Member of the Connecticut State Senate
- In office 1859–1860

Personal details
- Born: 1820 Woodbridge, Connecticut, U.S.
- Died: May 13, 1887 (aged 66–67) Ansonia, Connecticut, U.S.
- Resting place: Pine Grove Cemetery Ansonia, Connecticut, U.S.
- Spouse: Julia Elizabeth Cable ​ ​(m. 1849)​
- Children: 4
- Education: Yale College
- Occupation: Politician; lawyer;

= Wilson Hart Clark =

American politician (1820–1887)

Wilson Hart Clark (1820 – May 13, 1887) was an American lawyer and politician from Connecticut.

==Early life==
Wilson Hart Clark was born in 1820 in Woodbridge, Connecticut. He assisted his father on the family farm. At the age of 20, he left home to study in Wilbraham, Massachusetts. He graduated from Yale Law School in 1845.

==Career==
Following graduation, Clark practiced law in New Haven. He practiced law for more than 30 years.

Clark served as a member of the Common Council of New Haven. He was also prosecuting attorney. He served as a member of the Connecticut State Senate from 1859 to 1860. He served as an ex officio member of the Yale Corporation.

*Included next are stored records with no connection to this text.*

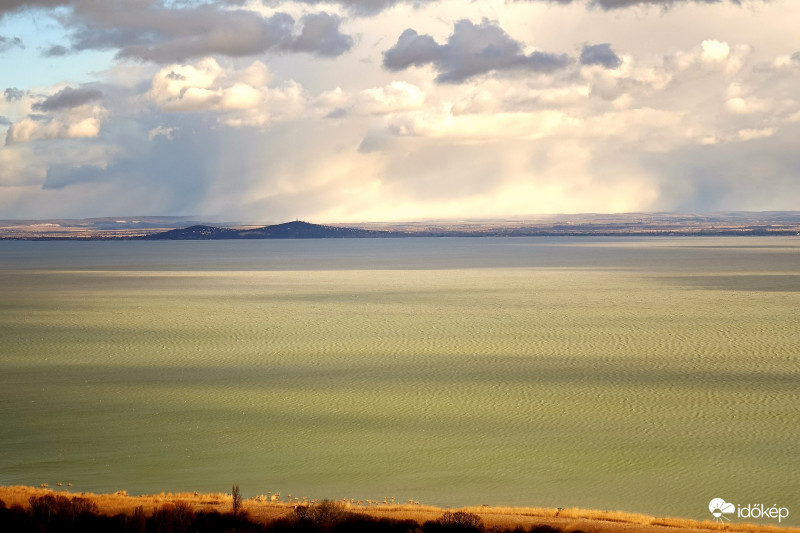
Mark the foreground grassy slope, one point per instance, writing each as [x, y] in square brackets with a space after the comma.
[26, 508]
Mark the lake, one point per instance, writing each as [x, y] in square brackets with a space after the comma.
[641, 374]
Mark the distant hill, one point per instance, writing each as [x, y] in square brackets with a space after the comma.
[288, 230]
[194, 233]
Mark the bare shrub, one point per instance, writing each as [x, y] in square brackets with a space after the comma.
[237, 500]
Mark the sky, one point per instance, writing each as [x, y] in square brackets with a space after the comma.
[394, 110]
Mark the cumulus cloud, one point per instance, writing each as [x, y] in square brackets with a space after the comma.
[7, 43]
[599, 54]
[30, 129]
[60, 176]
[67, 98]
[9, 6]
[153, 31]
[12, 94]
[243, 97]
[56, 50]
[470, 51]
[372, 7]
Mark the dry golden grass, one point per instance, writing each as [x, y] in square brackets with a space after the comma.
[261, 509]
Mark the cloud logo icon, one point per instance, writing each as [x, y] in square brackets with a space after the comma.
[718, 507]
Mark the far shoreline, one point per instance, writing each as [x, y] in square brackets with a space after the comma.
[263, 511]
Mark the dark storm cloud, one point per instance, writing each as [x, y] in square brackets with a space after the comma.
[7, 43]
[599, 54]
[151, 31]
[12, 94]
[67, 98]
[471, 50]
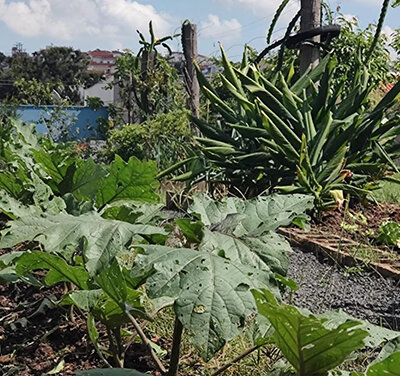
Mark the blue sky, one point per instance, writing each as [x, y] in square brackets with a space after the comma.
[111, 24]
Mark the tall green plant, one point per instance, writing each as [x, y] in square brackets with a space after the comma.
[297, 136]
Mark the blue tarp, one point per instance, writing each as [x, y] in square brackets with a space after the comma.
[79, 122]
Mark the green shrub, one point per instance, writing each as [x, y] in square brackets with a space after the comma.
[164, 139]
[297, 136]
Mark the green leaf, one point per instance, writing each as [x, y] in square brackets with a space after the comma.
[83, 299]
[376, 334]
[132, 212]
[310, 348]
[86, 180]
[92, 330]
[54, 164]
[193, 231]
[63, 233]
[112, 281]
[212, 292]
[134, 181]
[58, 269]
[390, 366]
[262, 214]
[110, 372]
[269, 251]
[13, 208]
[389, 233]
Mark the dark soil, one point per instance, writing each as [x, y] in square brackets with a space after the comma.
[35, 336]
[374, 216]
[324, 286]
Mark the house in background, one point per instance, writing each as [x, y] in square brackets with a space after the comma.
[102, 61]
[207, 66]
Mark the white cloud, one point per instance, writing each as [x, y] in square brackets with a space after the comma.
[264, 7]
[350, 17]
[219, 29]
[66, 19]
[377, 3]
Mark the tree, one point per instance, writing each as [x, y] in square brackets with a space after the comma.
[61, 66]
[148, 84]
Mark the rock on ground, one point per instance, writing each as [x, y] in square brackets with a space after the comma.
[324, 286]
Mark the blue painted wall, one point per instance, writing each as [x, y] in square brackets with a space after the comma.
[82, 122]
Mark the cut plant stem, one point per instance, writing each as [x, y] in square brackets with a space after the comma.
[237, 359]
[113, 349]
[147, 342]
[176, 348]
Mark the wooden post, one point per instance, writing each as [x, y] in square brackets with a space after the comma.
[189, 45]
[310, 19]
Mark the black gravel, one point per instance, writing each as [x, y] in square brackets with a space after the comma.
[324, 286]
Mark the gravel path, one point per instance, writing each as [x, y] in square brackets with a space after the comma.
[324, 287]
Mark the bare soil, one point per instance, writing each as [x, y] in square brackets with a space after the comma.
[35, 335]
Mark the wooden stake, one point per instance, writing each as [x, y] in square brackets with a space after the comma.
[310, 19]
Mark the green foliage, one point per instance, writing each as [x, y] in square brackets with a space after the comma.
[353, 45]
[316, 344]
[62, 66]
[389, 234]
[148, 85]
[310, 348]
[101, 239]
[34, 92]
[164, 138]
[110, 372]
[108, 297]
[272, 134]
[237, 250]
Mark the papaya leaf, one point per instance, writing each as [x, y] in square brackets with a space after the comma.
[133, 180]
[58, 269]
[110, 372]
[211, 291]
[307, 344]
[260, 215]
[64, 233]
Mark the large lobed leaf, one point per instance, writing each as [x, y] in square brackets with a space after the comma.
[211, 291]
[63, 233]
[134, 181]
[257, 216]
[307, 344]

Clark was involved in real estate. He purchased the Lighthouse Point tract of land in New Haven. He invested in mining stocks and lost money.

==Personal life==
Clark married Julia Elizabeth Cable of Oxford, Connecticut, in 1849. They had three daughters and one son.

Clark died on May 13, 1887, at the home of his daughter in Ansonia, Connecticut. He was buried at Pine Grove Cemetery in Ansonia.